On March 21, 2018, AgeX and Ascendance Biotechnology, Inc. (“Ascendance”), an equity method investee of AgeX and former equity method investee of BioTime, entered into an Asset Purchase Agreement (the “Asset Agreement”) in which AgeX purchased for $800,000 in cash certain assets consisting primarily of in-process research and development assets related to stem cell derived cardiomyocytes (heart muscle cells) to be developed by AgeX. The transaction was considered an asset acquisition rather than a business combination in accordance with ASC 805. Accordingly, the $800,000 purchase price was expensed on the acquisition date as acquired in-process research and development as those assets have no alternative future use. Also, on March 21, 2018, BioTime received $0.2 million from Ascendance as settlement of its accounts receivable from Ascendance.

 

Disposition of ownership interest in Ascendance

 

On March 23, 2018, Ascendance was acquired by a third party in a merger through which AgeX received approximately $3.2 million in cash for its shares of Ascendance common stock.
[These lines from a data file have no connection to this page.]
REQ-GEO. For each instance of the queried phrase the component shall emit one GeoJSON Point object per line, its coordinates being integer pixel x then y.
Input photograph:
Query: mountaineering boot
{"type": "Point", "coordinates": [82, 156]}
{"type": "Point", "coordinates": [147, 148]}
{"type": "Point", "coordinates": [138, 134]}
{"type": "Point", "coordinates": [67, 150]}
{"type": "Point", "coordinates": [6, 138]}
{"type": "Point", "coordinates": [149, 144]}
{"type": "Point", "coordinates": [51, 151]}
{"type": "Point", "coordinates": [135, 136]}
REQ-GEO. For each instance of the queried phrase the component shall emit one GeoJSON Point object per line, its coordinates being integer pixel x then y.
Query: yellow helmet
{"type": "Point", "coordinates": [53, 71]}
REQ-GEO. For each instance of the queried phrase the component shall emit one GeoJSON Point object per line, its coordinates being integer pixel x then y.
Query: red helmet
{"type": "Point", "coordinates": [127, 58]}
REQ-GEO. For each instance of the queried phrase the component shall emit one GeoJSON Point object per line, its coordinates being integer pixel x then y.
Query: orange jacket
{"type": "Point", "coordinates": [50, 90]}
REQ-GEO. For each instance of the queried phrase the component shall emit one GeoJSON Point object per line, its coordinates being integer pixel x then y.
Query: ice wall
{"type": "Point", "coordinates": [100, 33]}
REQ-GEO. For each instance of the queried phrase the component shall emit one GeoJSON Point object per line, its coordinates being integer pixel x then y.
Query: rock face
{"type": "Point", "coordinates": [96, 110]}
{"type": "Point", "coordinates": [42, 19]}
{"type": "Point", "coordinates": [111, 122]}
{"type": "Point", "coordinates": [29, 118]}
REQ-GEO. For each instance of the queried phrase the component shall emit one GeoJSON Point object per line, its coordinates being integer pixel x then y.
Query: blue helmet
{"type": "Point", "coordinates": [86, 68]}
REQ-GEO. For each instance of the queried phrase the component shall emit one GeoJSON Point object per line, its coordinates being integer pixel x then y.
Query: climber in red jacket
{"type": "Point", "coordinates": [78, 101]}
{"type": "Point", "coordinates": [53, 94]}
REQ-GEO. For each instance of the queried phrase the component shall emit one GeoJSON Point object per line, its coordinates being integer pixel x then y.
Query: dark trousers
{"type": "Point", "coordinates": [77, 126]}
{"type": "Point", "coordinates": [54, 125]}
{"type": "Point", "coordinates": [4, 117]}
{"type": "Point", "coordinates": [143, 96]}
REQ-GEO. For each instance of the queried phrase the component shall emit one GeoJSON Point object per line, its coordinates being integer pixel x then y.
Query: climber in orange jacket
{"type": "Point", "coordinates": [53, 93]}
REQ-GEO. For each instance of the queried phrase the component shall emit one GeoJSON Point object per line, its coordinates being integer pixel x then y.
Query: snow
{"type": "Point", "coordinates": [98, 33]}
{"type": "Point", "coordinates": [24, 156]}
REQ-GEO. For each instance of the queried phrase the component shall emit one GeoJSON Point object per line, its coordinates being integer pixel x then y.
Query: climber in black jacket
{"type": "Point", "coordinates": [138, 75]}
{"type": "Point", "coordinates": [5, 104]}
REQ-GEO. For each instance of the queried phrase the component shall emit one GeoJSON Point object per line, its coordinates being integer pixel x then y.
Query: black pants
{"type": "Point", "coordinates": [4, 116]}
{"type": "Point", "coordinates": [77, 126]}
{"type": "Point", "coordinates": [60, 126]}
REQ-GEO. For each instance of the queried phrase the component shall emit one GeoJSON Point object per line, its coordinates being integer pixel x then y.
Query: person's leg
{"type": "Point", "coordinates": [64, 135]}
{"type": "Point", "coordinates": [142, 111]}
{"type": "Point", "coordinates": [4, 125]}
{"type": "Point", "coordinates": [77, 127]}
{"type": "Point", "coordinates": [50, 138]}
AgeX recognized a $3.2 million gain on the sale of its equity method investment in Ascendance, which is included in other income and expenses, net, for the six months ended June 30, 2018.

 

Other related party transactions

 

In February 2018, Alfred D. Kingsley, the Chairman of BioTime’s Board of Directors and a former officer and director of AgeX, purchased AgeX stock purchase warrants entitling him to purchase 248,600 shares of AgeX common stock at an exercise price of $2.50 per share. AgeX received $124,300, or $0.50 per warrant, from Mr. Kingsley. The warrants were sold to Mr. Kingsley on the same terms as other warrants were sold by AgeX to other unaffiliated investors.

 

BioTime currently pays $5,050 per month for the use of approximately 900 square feet of office space in New York City, which is made available to BioTime on a month-by-month basis by one of its directors at an amount that approximates his cost (see Note 15).

 

In April 2019, BioTime issued 251,835 shares of BioTime common stock to Broadwood Partners, L.P., an Asterias and BioTime shareholder, in exchange for the settlement of Asterias Warrants in connection with the Asterias Merger (see Note 3).

 

In connection with the putative shareholder class action lawsuit filed in February 2019 challenging the Asterias Merger (see Note 15), BioTime has agreed to pay for the legal defense of Neal Bradsher, director, and Broadwood Partners, L.P., a shareholder of BioTime, and Broadwood Capital, Inc., which manages Broadwood Partners, L.P., all of which were named in the lawsuit. Through June 30, 2019, BioTime has incurred a total of $140,000 in legal expenses on behalf of the director, shareholder, and the manager of the shareholder.